The obvious answer: Yes. When all is said and done, we are all accountable for ensuring safety and we cannot do it separately. It’s that simple and also that complicated. Delivering healthcare today presents us with a paradox. Healthcare has become so complex that neither individuals nor systems can go it alone anymore. Everyone and everything affecting patient care have become cogs in an immense system that must be 100% safe.
Focus on Outcomes. Here’s a start. Trend data from The Joint Commission continues to single out communication as a root cause of six in 10 sentinel events. What if communication were eliminated as a root cause just like many ICUs have eliminated ventilator-associated pneumonia? What if communication—and other healthy work environment measures—were publicly reported like VAP rates? What if hospitals openly used their success in creating a healthy work environment as one way of recruiting new nurses?
Talking With New Nurses. I recently had an invigorating conversation with some senior BSN nursing students. They were passionate about their plans to work in high acuity or critical care. They were clear about our need as nurses to own nursing’s work. “There are no multiple choices where taking ownership of nursing work and practice is concerned,” one student affirmed. “Why wouldn’t we want to own it? If we don’t own it, someone else will.” I was reassured by their wisdom and insight, at least until we talked about ensuring quality and safety. After some gentle inquiring they came up with tasks like, “Make sure the patient’s call button is within reach” and “Keep the patient’s bed in the low position.” My experience with new nurses suggests this task orientation without evidence of critical thinking and problem solving isn’t unusual among new graduates.
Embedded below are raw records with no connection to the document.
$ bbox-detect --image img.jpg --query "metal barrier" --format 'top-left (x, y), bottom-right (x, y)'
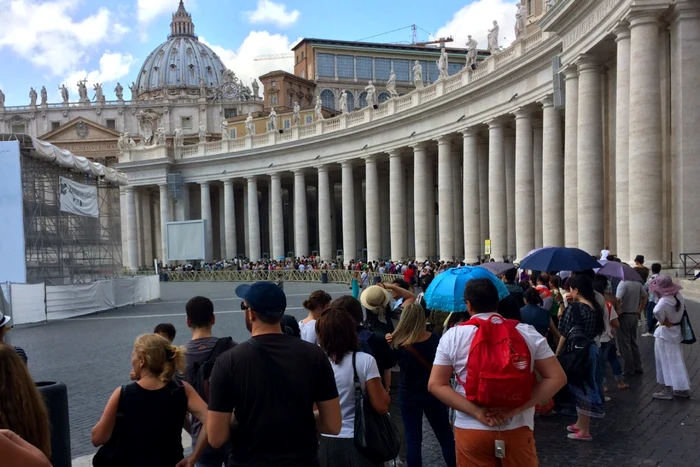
top-left (128, 269), bottom-right (403, 284)
top-left (678, 253), bottom-right (700, 276)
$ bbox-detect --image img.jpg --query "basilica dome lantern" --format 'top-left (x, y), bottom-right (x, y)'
top-left (136, 0), bottom-right (226, 100)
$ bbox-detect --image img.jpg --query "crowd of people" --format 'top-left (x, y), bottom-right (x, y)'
top-left (0, 255), bottom-right (690, 467)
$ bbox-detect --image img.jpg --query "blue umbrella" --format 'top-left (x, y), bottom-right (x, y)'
top-left (520, 247), bottom-right (600, 272)
top-left (423, 266), bottom-right (509, 313)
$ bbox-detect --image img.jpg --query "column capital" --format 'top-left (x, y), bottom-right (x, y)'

As I reflect back on my own experience as a nursing student and novice nurse, I was probably similar in my own orientation to quality and safety.
Teach to the Test. I’m not referring to the NCLEX or certification exam. I mean the minute by minute test of every patient and family interaction. It’s a test each nurse must pass 100% of the time. Translated to the bedside, it means that every acute and critical care nurse, experienced or new, can communicate skillfully, truly collaborate in a multidisciplinary team, proactively address conflict, willingly participate in rapid quality improvement strategies, commit to evidence-based practice care delivery and solidly understand how to address broken or dysfunctional processes and systems.
QSEN—A Good Place to Start. If we’re to share accountability for ensuring safety, each of us must become safety experts. We can call upon individuals and resources whose primary focus is safety. We just can’t offload our ultimate accountability to them. A good place for educators and clinicians to start is QSEN—Quality & Safety Education for Nurses (www.qsen.org). This comprehensive national program funded by the Robert Wood Johnson Foundation offers myriad resources and tools to embed quality and safety in our professional identity as nurses by embracing the Institute of Medicine competencies of patient-centered care, teamwork and collaboration, evidence-based practice, quality improvement, safety and informatics. AACN leaders including Joanne Disch, Jane Barnsteiner, Lisa Day and Deborah Ward helped develop it.